合併には、独占禁止法による公正取引委員会への届出や、金融商品取引法による財務局長への届出が必要な場合があります。 また、上場会社が合併決議を行った場合は金融商品取引所への届出も必要になります。 さらに、公益的要請の強い事業を営む会社については、事業法(銀行法第30条、保険業法第167条、鉄道事業法第26条等)に従い、監督官庁(主務大臣)が許認可を通じて合併を規制していることに注意する必要があります。

簡易合併

kani_gappei.gif合併であっても、存続会社に比べて消滅会社の規模が小さい等、存続会社の株主に及ぼす影響が軽微なものもあります。 そこで、株式会社を存続会社とする吸収合併であって、以下の場合には、存続会社について、合併承認の株主総会決議なしに合併を行うことが認められています(会社法796条3項、会社規則196条)。
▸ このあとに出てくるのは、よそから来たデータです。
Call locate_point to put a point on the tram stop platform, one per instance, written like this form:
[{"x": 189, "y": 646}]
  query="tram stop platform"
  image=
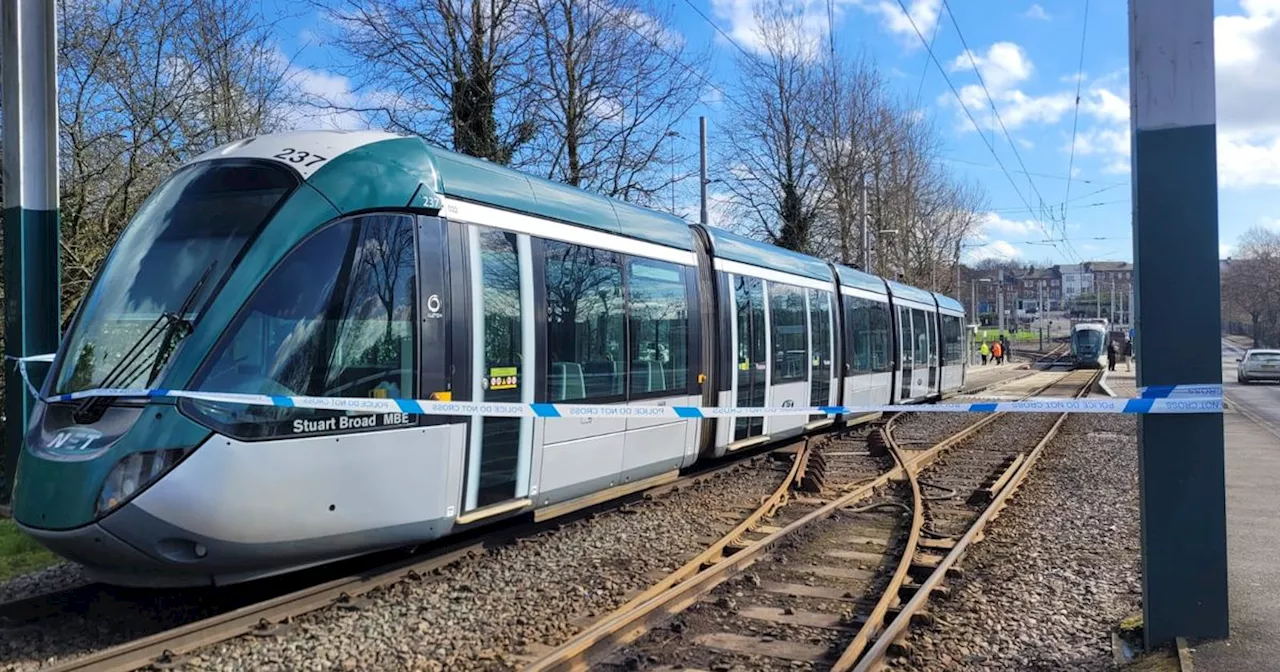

  • 合併に際し交付する存続会社の株式の数に存続会社の1株当たり純資産額を乗じて得た額
  • 合併に際し交付する存続会社の社債その他の財産の帳簿価額の合計額が存続会社の純資産額の5分の1を超えない場合

ただし、上の要件が満たされるときでも、存続会社に合併差損が生じる場合(会社法795条2項1号・2号)、または、存続会社が全株式譲渡制限会社であって株式を交付する場合には、簡易合併の手続を取ることはできず、株主総会決議が要求されます(会社法796条3項ただし書)。 また、そうした場合でなくても、存続会社が簡易合併の手続を選択するか否かは自由であり、強制されるものではありません。

略式合併

ryakushiki_gappei.gif吸収合併の当事会社の一方が、他方当事会社(従属会社)の総株主の議決権の10分の9以上を有するときは(特別支配会社,会社法468条1項)、手続の簡素化の観点から、従属会社が消滅会社になる場合でも(会社法784条1項)、存続会社になる場合でも(会社法796条1項)、従属会社における合併承認の株主総会決議は要求されません。

右の要件が満たされるときでも、以下の場合には、略式合併の手続をとることはできず、株主総会決議が要求されます(会社法796条1項ただし書)。

  • 消滅会社である従属会社が公開会社であって、その株主に対し譲渡制限株式等(会社法783条3項,会社規則186条)が交付される場合(会社法784条ただし書)
  • 存続会社である従属会社が全株式譲渡制限会社であって、株式の交付を行う場合

略式合併により株主総会決議が不要となる場合には、不満な株主には株式買取請求が認められています(会社法785条,786条)。 また、合併の差止請求を認める制度が新たに導入され、消滅会社の株主は、法令もしくは定款違反の場合または対価が著しく不当な場合には、合併の差止を請求することが認められます(会社法784条2項)。 他に、無効の訴えや、損害賠償請求等も可能です。